The Elbert Files: Dick Johnson
Former State Auditor Dick Johnson was one of those rare politicians with a storehouse of seemingly unlimited knowledge and a sense of public purpose larger than his ego.
He died recently at 87 following a decadelong battle with Alzheimer’s. I doubt Iowa will see a public man of his caliber again.
Johnson was auditor from 1979 until 2003. As a young reporter, I covered his transformation of the auditor’s office into one of the premier agencies of state government.
Gov. Robert Ray named Johnson, a 43-year-old accountant, to replace State Auditor Lloyd Smith after Smith died unexpectedly. Johnson was the first CPA (certified public accountant) to serve as state auditor, and his appointment proved to be one of the best decisions of Ray’s 14 years as governor.
Johnson took a pay cut to take the job, which at the time paid $30,000. He’d been making $37,000 a year as director of administration for the Iowa Department of Transportation. It was the second time he took a pay cut for public service. In 1968, Johnson left a promising career at Peat, Marwick, Mitchell & Co. to work for the DOT at lower pay.
Johnson lived most of his life in Sheldahl, a community of about 300 people at the tri-county corners of Polk, Story and Boone counties where he was city clerk and later mayor from 1959 to 1975.
He grew up in Spencer, Neb., a town of 600 people near the South Dakota border, and wound up at Drake University where he earned an accounting degree. As I once wrote, Johnson was one of those people who successfully pursued the career a high school aptitude test mapped out for him.
What he hadn’t expected was a political career. But once he became auditor, he brought the whole family into the business.
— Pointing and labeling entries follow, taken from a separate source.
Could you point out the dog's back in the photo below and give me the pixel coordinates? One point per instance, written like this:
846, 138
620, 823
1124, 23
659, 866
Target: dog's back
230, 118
During his first campaign, wife Marjorie and their four children – DeAnn, JoAnn, LeAnn and David – joined him at political meetings, sometimes singing patriotic songs as Dad, who could not carry a tune, ran the sound system.
Somehow, Johnson also found time to be active in his church and the Iowa National Guard.
He told me in 1979 that because he always followed his conscience, “I can’t say I’ve ever had a decision that’s been difficult.”
He continued to follow that ethic as auditor, even when it brought him in conflict with high-powered people.
One of Johnson’s early state audits was critical of Joseph May, head of the Iowa National Guard and Johnson’s part-time boss, for May’s private use of guard aircraft. Another audit forced DOT chief Victor Preisser, Johnson’s recent boss, to repay $1,600 in travel expenses.
At the time, Johnson told me he really liked Preisser and said most incidents of unjustified expenses can usually be traced to a situation where someone felt cheated by the system. Preisser, he added, was miffed because the state comptroller had refused to pay for what the DOT chief believed were legitimate dinner expenses with his governing board.
Johnson, along with state Treasurer Michael Fitzgerald, is credited with forcing Iowa to adopt GAAP (generally accepted accounting principles), which make it possible for outsiders to assess the quality of state finances.
They did that over the objections of many politicians, including Gov. Terry Branstad.
Johnson had a long-running battle with Branstad over how to manage and report state finances that began when Johnson criticized the governor’s use of public aircraft to attend political meetings.
Much of the dispute focused on Branstad’s creation and management of a statewide fiber optic network, which the governor initially said would cost about $50 million but wound up costing $500 million, and which never lived up to expectations as a tool for advancing education and cultural programs.
Writing about that dispute in 1994, Register political columnist James Flansburg created a sentence that serves well as a summation of the auditor’s life.
“Without doubt,” Flansburg wrote, “Johnson’s credibility and his reputation for probity and honesty are head and shoulders above those of every ranking politician in the state.”